I tanti segnali positivi sottolineati lo scorso anno dagli operatori della filiera IT non erano un abbaglio. Come infatti messo in luce dai dati appena rilasciati da Assinform, nel 2015 il mercato digitale italiano (informatica, telecomunicazioni e contenuti digitali) è ripartito. Più precisamente è cresciuto dell’1% a 64.908 milioni di euro. Uno sviluppo che interrompe una tendenza negativa che durava da anni e che è supportato da stime positive per il futuro: nel 2016 si dovrebbe arrivare a quota 65.882 milioni di euro (+1,5%), cancellando così i passi all’indietro dei due anni precedenti.

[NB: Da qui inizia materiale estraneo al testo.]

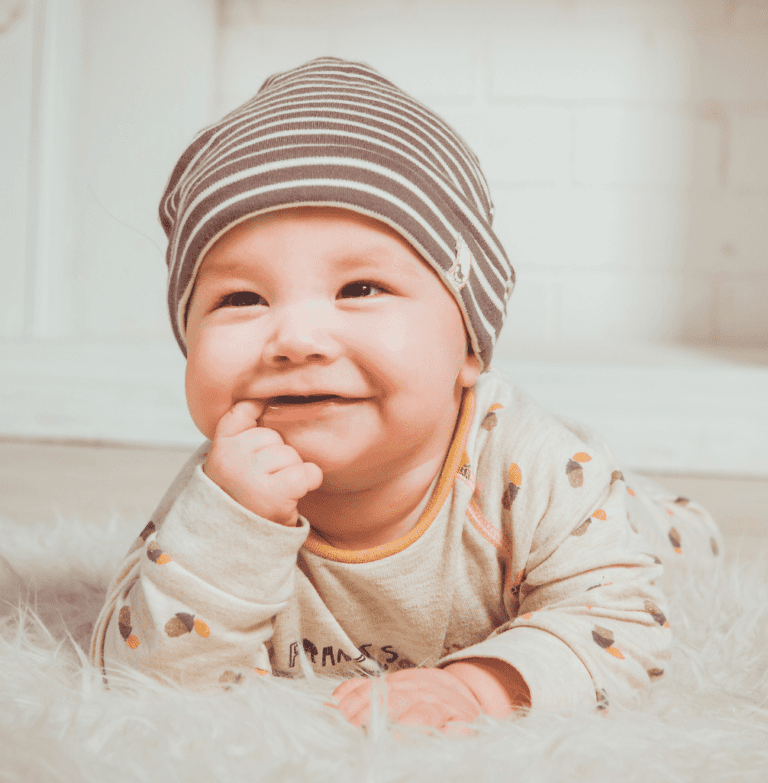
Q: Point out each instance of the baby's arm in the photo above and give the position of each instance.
(460, 692)
(587, 618)
(194, 598)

Al recupero hanno concorso po’ tutti i comparti, con la sola eccezione dei servizi di rete delle telecomunicazioni (-2,4%,) che hanno continuato a subire il calo delle tariffe, deprimendo le dinamiche di quasi un terzo del mercato. Ma, fortunatamente, gli altri due terzi sono appunto cresciuti: i servizi ICT hanno raggiunto quota 10.368 milioni di euro (+ 1,5%%), software e soluzioni ICT sono saliti a 5.971 milioni di euro (+4,7%), mentre è stata netta l’avanzata dei Contenuti Digitali e Digital Advertising a 8.973 milioni di euro (+8,6%). Più complicato il discorso per quanto riguarda il settore Dispositivi e Sistemi che, complessivamente, è cresciuto poco (+0,6%, per 16.987 milioni di euro). Questa piccola crescita, infatti, è avvenuta nonostante il netto calo dei PC (-13,7% in volumi, fra portatili, desktop e server) e dei tablet (-15,1%).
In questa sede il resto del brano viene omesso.